The eminent Muslim scholar, Sheikh Muhammad `Ali Al-Hanooti, member of the North American Fiqh Council, states:
“Jihad in the Qur'an is a term that signifies striving and endeavoring. The root of that word in Arabic is Jahd, which means spending energy and potential for a certain cause. It covers up practically four areas in the Islamic cause:
1) Teaching people the message of Islam: Any plans or steps of making Da`wah is a kind of Jihad. Allah, Most High, says: "O Prophet! Strive against the disbelievers and the hypocrites! Be harsh with them. Their ultimate abode is hell, a hapless journey's end." (At-Tawbah: 73)
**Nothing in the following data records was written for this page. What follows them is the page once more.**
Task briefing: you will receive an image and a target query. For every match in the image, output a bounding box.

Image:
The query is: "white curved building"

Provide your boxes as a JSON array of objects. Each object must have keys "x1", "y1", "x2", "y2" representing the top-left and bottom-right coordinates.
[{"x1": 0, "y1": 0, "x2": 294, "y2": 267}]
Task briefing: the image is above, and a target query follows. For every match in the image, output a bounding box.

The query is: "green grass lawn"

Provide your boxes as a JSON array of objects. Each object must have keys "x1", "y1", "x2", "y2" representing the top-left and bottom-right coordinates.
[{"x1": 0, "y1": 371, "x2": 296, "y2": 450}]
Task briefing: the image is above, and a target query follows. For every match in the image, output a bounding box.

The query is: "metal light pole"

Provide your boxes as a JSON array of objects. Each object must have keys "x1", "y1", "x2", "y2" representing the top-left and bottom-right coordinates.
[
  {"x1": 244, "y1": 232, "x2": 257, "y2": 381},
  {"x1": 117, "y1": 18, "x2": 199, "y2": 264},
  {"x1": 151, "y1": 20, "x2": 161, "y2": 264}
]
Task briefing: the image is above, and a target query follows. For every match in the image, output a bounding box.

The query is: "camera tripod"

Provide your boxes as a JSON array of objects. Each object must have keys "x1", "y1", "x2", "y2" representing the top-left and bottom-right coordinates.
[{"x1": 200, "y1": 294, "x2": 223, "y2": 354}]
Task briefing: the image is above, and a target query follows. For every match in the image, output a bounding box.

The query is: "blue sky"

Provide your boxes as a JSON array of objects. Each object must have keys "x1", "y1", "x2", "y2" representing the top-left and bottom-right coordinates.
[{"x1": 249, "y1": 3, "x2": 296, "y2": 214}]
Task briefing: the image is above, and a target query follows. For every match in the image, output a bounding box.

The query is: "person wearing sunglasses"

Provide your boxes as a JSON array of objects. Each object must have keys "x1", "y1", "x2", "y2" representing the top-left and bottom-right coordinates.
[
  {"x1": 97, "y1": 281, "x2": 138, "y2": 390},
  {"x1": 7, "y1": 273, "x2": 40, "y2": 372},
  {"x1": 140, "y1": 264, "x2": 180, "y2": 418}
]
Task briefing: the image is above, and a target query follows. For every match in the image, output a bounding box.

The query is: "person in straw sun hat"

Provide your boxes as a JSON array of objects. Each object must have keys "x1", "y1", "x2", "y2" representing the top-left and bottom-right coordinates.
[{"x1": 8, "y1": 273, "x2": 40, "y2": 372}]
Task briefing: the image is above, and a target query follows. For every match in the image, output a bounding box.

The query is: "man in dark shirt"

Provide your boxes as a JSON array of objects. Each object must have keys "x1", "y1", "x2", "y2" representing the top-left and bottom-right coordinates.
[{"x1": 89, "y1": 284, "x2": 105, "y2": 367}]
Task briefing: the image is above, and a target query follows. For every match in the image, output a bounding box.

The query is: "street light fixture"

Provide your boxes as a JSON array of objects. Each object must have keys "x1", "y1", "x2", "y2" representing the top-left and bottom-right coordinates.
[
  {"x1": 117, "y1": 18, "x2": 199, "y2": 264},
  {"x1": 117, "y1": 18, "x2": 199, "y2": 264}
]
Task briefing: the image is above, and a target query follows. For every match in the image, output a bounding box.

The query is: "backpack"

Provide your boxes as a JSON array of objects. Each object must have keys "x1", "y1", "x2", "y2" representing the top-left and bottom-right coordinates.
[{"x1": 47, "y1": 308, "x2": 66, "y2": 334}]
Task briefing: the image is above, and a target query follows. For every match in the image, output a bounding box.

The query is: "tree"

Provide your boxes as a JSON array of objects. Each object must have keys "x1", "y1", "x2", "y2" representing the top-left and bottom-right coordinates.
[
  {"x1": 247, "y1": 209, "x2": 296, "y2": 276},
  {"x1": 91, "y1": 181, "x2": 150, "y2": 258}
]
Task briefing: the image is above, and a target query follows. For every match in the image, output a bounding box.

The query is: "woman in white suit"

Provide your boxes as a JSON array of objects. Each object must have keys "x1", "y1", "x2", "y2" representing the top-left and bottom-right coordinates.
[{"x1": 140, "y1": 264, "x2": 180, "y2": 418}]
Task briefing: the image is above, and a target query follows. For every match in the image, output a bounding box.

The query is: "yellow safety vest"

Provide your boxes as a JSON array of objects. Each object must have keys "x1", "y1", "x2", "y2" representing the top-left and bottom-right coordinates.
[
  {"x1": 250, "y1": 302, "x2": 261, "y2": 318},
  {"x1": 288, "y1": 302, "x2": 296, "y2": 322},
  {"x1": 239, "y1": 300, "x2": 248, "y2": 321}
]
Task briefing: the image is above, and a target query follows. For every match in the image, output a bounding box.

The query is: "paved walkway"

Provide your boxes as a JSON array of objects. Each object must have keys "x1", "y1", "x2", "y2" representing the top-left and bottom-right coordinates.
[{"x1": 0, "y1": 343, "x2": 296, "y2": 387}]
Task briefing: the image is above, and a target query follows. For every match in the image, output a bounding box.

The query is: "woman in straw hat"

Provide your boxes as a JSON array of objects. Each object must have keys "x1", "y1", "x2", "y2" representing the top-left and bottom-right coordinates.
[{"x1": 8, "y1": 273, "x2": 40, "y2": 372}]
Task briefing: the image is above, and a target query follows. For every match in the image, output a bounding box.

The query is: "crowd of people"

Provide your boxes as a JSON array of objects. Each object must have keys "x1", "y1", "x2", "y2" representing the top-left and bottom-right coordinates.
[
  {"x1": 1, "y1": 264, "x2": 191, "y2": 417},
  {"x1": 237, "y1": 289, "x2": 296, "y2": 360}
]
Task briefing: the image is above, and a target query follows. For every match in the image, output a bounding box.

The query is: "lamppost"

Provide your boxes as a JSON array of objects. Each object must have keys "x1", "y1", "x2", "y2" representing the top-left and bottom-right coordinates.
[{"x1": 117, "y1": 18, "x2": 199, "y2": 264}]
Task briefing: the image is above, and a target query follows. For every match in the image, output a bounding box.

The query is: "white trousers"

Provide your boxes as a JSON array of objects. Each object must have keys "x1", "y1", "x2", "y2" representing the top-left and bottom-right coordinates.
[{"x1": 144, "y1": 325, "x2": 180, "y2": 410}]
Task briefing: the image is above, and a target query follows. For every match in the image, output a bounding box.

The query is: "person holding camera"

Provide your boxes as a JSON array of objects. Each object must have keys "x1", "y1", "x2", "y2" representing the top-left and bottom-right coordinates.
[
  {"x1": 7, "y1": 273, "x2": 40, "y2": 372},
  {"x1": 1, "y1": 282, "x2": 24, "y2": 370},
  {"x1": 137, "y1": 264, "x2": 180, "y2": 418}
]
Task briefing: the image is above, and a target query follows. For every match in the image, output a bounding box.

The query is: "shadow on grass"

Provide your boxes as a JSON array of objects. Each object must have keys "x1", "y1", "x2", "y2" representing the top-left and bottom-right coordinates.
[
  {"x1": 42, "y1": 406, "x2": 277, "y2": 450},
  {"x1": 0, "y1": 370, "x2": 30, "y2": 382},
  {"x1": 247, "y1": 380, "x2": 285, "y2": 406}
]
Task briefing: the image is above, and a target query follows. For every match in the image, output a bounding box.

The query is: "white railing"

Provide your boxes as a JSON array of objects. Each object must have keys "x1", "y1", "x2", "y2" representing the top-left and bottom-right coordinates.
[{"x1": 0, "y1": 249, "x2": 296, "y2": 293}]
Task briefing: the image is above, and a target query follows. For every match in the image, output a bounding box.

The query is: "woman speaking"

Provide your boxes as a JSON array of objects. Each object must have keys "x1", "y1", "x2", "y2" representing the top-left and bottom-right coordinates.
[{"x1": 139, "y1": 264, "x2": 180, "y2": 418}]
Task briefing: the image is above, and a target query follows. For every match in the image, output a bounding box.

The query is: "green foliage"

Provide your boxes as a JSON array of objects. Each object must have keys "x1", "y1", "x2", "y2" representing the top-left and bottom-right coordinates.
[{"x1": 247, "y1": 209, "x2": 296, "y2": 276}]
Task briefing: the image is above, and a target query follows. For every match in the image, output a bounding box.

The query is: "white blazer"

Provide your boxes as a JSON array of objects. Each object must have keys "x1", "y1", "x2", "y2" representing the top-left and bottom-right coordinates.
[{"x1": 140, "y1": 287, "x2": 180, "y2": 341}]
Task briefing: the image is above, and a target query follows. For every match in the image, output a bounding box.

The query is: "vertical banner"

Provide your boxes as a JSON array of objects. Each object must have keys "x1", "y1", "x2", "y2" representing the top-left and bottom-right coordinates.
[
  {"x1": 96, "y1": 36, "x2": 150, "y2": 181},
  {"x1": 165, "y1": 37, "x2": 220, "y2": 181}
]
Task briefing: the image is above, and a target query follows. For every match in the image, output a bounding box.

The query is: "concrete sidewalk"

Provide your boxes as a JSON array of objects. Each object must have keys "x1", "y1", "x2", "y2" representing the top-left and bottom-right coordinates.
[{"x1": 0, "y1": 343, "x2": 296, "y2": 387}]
We know that addressing the hypocrites in this verse never means combating, but means Da`wah because a hypocrite is still a Muslim and a Muslim cannot combat another Muslim.
2) Disciplining one's soul: Any disciplinary work for improving one's faith and behavior is Jihad. Refraining from wrongdoing and following stannic ways is Jihad.
3) Spending money in the cause of Islam: Jihad with money is mentioned in many verses of the Glorious Qur’an. Sometimes, it comes before Jihad with the soul. This type of Jihad is strategic in any plan for working in the cause of Islam.
4) Combating the enemy: The Qur'an uses another term for combating. In Arabic, the term is Qital. So Qital in the Qur'an (combating) is the fourth implementation of Jihad.
This conception of Jihad is based on Ibn Qayyim Al-Jawziyyah’s Zad al-Ma`ad [Provision of the Hereafter].”